Mdadm derives its name from the “md” (multiple disk) device nodes it manages.
mdadm --create /dev/md0 --level=1 --raid-devices=2 /dev/sdc /dev/sde
To add RAID device md0 to /etc/mdadm.conf so that it is recognized the next time you boot.
mdadm -Es | grep md0 >>/etc/mdadm.conf
View the status of a multi disk array.
mdadm --detail /dev/md0
View the status of all multi disk arrays.
mdmpd - daemon to monitor MD multipath devices
Enterprise storage requirements often include the desire to have more than one way to talk to a single disk drive so that in the event of some failure to talk to a disk drive via one controller, the system can automatically switch to another controller and keep going. This is called multipath disk access. The linux kernel implements multipath disk access via the software RAID stack known as the md (Multiple Devices) driver. The kernel portion of the md multipath driver only handles routing I/O requests to the proper device and handling failures on the active path.
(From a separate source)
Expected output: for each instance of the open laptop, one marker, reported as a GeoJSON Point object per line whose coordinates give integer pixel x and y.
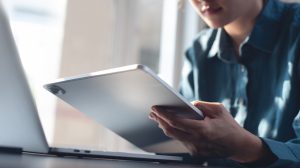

It does not try and find out if a path that has previously failed might be working again. That's what this daemon does. Upon startup, the daemon will fork and place itself in the background. Then it reads the current state of the md raid arrays, saves that state, and then waits for the kernel to tell it something interesting has happened. It then wakes up, checks to see if any paths on a multipath device have failed, and if they have then it starts to poll the failed path once every 15 seconds until it starts working again. Once it starts working again, the daemon will then add the path back into the multipath md device it was originally part of as a new spare path.
If one is using the /proc filesystem, /proc/mdstat lists all active md devices with information about them. Mdmpd requires this to find arrays to monitor paths on and to get notification of interesting events.